What was true of coal mining is just as true of much else that also directly attacks the interests of the American working classes, a categor­ization revived by Sanders explicitly and by Trump substantively – and it was the forty-fifth President’s grim inaugural speech warning that he would not forget them or their pressing needs, as the cynical had confidently assumed he would (the ex-economist Paul Krugman wrote that particular column several times in the New York Times during the campaign), that triggered the vehement panic of the elite Americans who are now trying to drive Trump from office. For those pressing needs include the restriction of competing labour inflows, and ever so liberal Silicon Valley tycoons would be totally lost without their Mexican gardeners, Asian chefs, Filipino childminders, and assorted immigrant dog-walkers and cleaners, along with their Indian programmers under special visas. Even more intolerable for the elite is the fact that the needs of the American working classes also require the correction of certain chronic trade imbalances and the abolition of environmental and cognate regulations that excessively increase production costs, all of them very direct attacks against the current elite ideology.

What happens next depends on the fate of that other vector of the Trump strategy – his $1.3 trillion infrastructure plan which a White House team is striving to convert into an actual programme that specifies what is to be built where, and with what sort of funding, whether public or private. If the resulting employment generation kicks in fully by 2020, Trump will coast to re-election, especially if by then he can claim that the Mexican border is “sealed”, which will then result in his ordering the automatic legalization of all tax-paying and non-felonious illegal immigrants, giving him a chunk of the Hispanic vote as well, after decades of unfulfilled promises, including Obama’s.

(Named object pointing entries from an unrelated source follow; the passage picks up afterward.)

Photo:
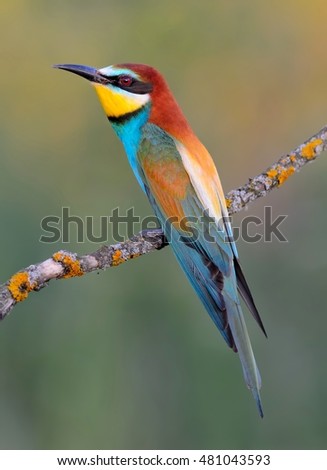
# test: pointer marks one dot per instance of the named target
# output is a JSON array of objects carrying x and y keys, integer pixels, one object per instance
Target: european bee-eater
[{"x": 181, "y": 181}]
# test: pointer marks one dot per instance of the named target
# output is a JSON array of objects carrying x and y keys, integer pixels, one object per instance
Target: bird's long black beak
[{"x": 90, "y": 73}]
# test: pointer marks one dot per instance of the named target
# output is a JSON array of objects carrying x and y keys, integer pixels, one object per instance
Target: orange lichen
[
  {"x": 272, "y": 173},
  {"x": 20, "y": 286},
  {"x": 72, "y": 267},
  {"x": 228, "y": 202},
  {"x": 284, "y": 174},
  {"x": 309, "y": 150},
  {"x": 117, "y": 258}
]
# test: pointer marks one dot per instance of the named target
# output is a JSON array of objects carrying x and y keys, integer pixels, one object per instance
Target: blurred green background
[{"x": 128, "y": 358}]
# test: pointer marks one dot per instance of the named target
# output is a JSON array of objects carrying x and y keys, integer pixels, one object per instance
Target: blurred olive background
[{"x": 128, "y": 358}]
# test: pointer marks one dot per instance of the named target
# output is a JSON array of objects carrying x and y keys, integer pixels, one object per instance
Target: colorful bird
[{"x": 181, "y": 181}]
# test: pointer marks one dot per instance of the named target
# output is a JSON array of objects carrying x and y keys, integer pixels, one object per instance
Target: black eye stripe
[{"x": 137, "y": 87}]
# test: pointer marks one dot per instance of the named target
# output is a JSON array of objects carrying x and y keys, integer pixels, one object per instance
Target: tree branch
[{"x": 63, "y": 264}]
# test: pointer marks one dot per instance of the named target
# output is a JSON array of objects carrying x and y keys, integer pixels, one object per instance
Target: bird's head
[
  {"x": 125, "y": 89},
  {"x": 122, "y": 89}
]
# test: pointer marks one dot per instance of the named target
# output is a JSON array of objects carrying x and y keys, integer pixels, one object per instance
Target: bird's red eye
[{"x": 125, "y": 80}]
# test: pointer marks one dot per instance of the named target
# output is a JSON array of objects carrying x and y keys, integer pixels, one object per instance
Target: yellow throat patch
[{"x": 116, "y": 103}]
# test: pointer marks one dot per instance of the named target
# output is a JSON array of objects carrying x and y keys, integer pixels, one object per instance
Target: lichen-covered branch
[
  {"x": 63, "y": 264},
  {"x": 278, "y": 173}
]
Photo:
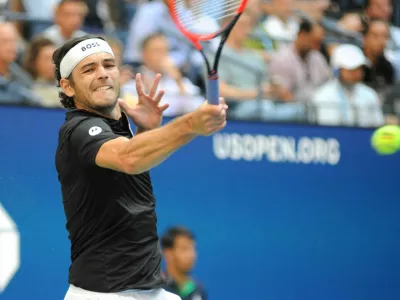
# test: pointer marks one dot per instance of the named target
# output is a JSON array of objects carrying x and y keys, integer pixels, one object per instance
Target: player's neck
[
  {"x": 110, "y": 113},
  {"x": 178, "y": 277},
  {"x": 372, "y": 57},
  {"x": 4, "y": 68}
]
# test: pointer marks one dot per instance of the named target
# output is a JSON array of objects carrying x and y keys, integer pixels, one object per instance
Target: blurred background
[{"x": 288, "y": 202}]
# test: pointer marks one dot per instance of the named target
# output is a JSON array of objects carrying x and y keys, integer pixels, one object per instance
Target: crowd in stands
[{"x": 315, "y": 61}]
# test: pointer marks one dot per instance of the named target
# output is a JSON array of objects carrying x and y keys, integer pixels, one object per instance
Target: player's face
[
  {"x": 377, "y": 37},
  {"x": 184, "y": 254},
  {"x": 9, "y": 43},
  {"x": 95, "y": 83},
  {"x": 44, "y": 64}
]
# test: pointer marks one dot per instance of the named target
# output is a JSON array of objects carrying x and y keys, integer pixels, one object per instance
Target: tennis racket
[{"x": 192, "y": 17}]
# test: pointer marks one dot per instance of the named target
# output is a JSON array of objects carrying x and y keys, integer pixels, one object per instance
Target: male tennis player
[{"x": 104, "y": 173}]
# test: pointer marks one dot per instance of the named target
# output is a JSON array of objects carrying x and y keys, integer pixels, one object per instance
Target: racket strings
[{"x": 201, "y": 10}]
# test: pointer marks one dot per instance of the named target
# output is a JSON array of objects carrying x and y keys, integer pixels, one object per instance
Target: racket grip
[{"x": 213, "y": 90}]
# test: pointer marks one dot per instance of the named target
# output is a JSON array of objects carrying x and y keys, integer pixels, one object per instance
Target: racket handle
[{"x": 213, "y": 90}]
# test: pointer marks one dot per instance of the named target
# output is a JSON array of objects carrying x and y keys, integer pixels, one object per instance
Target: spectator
[
  {"x": 282, "y": 26},
  {"x": 345, "y": 100},
  {"x": 69, "y": 17},
  {"x": 15, "y": 83},
  {"x": 180, "y": 93},
  {"x": 379, "y": 73},
  {"x": 376, "y": 9},
  {"x": 299, "y": 68},
  {"x": 244, "y": 78},
  {"x": 178, "y": 245},
  {"x": 39, "y": 64}
]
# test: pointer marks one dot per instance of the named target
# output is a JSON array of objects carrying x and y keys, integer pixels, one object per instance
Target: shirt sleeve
[{"x": 87, "y": 137}]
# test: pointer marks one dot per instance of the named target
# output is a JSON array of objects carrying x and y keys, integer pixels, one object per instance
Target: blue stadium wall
[{"x": 280, "y": 211}]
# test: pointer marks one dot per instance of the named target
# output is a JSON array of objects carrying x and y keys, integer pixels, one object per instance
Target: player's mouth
[{"x": 103, "y": 88}]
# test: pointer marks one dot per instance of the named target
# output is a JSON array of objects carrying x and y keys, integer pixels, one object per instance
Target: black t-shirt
[
  {"x": 380, "y": 75},
  {"x": 111, "y": 218}
]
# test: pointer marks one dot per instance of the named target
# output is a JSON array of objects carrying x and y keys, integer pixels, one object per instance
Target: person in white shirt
[
  {"x": 180, "y": 93},
  {"x": 345, "y": 100}
]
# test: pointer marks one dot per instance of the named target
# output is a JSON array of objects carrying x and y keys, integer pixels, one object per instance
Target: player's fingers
[
  {"x": 154, "y": 86},
  {"x": 139, "y": 84},
  {"x": 164, "y": 107},
  {"x": 159, "y": 96}
]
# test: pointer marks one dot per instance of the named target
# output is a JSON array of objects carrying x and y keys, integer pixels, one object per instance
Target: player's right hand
[{"x": 208, "y": 118}]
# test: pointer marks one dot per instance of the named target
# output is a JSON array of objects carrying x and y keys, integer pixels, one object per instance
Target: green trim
[{"x": 187, "y": 288}]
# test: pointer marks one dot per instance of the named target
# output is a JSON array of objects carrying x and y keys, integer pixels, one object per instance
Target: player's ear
[{"x": 67, "y": 87}]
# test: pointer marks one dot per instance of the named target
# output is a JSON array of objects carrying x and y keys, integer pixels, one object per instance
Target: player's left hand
[{"x": 147, "y": 114}]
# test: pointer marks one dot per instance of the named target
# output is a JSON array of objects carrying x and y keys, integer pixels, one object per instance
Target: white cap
[
  {"x": 348, "y": 57},
  {"x": 80, "y": 51}
]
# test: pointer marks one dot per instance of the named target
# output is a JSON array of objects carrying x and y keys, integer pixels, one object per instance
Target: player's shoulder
[{"x": 77, "y": 120}]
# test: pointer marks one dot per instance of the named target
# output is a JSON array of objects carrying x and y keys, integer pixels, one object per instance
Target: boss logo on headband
[{"x": 89, "y": 46}]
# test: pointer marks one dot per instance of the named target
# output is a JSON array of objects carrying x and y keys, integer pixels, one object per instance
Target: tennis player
[{"x": 104, "y": 168}]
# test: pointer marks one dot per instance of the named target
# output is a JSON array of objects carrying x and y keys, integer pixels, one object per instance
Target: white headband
[{"x": 80, "y": 51}]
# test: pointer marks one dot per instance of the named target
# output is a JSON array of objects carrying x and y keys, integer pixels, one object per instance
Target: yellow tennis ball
[{"x": 386, "y": 139}]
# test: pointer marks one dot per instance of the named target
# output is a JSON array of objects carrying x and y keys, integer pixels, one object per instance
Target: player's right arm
[{"x": 142, "y": 152}]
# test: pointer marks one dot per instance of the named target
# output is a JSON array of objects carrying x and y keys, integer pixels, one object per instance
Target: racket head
[{"x": 188, "y": 15}]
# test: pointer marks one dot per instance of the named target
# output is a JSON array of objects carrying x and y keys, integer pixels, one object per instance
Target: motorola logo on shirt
[{"x": 95, "y": 130}]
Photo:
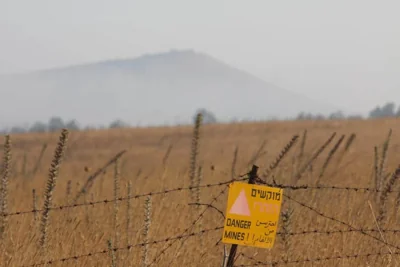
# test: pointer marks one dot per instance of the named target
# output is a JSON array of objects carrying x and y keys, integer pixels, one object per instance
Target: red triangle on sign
[{"x": 240, "y": 206}]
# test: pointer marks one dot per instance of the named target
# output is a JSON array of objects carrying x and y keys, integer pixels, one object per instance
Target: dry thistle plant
[
  {"x": 329, "y": 157},
  {"x": 313, "y": 158},
  {"x": 384, "y": 195},
  {"x": 167, "y": 154},
  {"x": 286, "y": 229},
  {"x": 382, "y": 163},
  {"x": 280, "y": 157},
  {"x": 116, "y": 202},
  {"x": 111, "y": 252},
  {"x": 376, "y": 169},
  {"x": 24, "y": 162},
  {"x": 34, "y": 204},
  {"x": 128, "y": 212},
  {"x": 39, "y": 161},
  {"x": 195, "y": 149},
  {"x": 197, "y": 198},
  {"x": 302, "y": 146},
  {"x": 4, "y": 187},
  {"x": 146, "y": 230},
  {"x": 51, "y": 183},
  {"x": 68, "y": 191}
]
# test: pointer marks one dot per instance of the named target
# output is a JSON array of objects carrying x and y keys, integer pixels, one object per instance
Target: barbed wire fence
[{"x": 189, "y": 233}]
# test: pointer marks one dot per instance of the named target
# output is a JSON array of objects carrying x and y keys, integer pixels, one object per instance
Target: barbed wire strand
[
  {"x": 128, "y": 247},
  {"x": 322, "y": 187},
  {"x": 311, "y": 260},
  {"x": 107, "y": 201},
  {"x": 156, "y": 258},
  {"x": 340, "y": 222}
]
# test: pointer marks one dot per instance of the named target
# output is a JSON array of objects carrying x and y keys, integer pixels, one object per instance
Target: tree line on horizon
[{"x": 56, "y": 123}]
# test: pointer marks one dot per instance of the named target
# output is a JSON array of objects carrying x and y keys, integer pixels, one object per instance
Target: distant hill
[{"x": 150, "y": 90}]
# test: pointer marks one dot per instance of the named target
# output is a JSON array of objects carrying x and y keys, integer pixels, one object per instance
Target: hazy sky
[{"x": 343, "y": 52}]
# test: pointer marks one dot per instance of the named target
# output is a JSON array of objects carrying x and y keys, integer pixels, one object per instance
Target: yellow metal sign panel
[{"x": 252, "y": 215}]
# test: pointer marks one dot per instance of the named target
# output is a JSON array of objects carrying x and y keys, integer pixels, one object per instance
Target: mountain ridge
[{"x": 153, "y": 82}]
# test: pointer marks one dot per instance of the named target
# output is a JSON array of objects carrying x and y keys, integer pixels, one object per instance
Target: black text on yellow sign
[{"x": 252, "y": 215}]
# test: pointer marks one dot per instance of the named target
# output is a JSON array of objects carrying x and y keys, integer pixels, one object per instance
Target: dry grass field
[{"x": 318, "y": 227}]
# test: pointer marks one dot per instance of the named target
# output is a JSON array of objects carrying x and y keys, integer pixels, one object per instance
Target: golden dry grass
[{"x": 86, "y": 229}]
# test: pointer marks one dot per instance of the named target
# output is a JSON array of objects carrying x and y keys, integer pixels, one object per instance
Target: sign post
[{"x": 252, "y": 215}]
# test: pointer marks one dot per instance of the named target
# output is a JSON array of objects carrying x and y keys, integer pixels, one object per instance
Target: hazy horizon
[{"x": 343, "y": 53}]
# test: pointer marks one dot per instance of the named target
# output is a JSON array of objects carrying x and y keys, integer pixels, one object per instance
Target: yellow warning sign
[{"x": 252, "y": 215}]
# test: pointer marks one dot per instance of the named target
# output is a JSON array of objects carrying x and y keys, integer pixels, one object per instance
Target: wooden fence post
[{"x": 232, "y": 252}]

Even a developer very fond of fast food at its worst, and who enjoys boasting about his crotch-grabbing, is still a developer, who very naturally thinks in six-year blocks from site scoping to finance to design to construction and disposal, as opposed to the two-year horizon of American politics. That is why Trump registered his “Make America Great Again” slogan in 2010, six years in advance of his planned campaign, and why he is now focused not on the next mid-terms, but on the 2022 mid-terms, after his 2020 re-election, because it is only then that he can launch his daughter’s candidacy, while serving his own last two years in office. In the meantime, he is securing his base by striving hard to keep his promises: withdrawal from the Paris agreement that the US Congress never voted on (Obama approved it with a decree that seemed secure under President Hillary), the Muslim entry restrictions, the “sealing” of the Mexican border that will make universal legalization acceptable, and above all, his sorely needed infrastructure programme that is now being prepared by wholesale deregulation – at present, newly aggravated environmental rules almost exactly double road, bridge and tunnel construction costs as compared to France, in spite of its thirty-five-hour working week, and Japan, in spite of its extreme space restrictions.

As for Ivanka, in addition to her unique on-the-job training, lately pursued at the G20 meeting, in which she was a real participant, she is also preparing herself by carefully dif­fer­entiating her personal views on a number of electorally important issues from those of her beloved father – who seems to accept her publicized dissents with paternal equanimity. No wonder that leading Democrats and non-Trumpers continue to act hysterically even eight months after the election. President Trump’s plan threatens to exclude them all from office until long past their retirement age.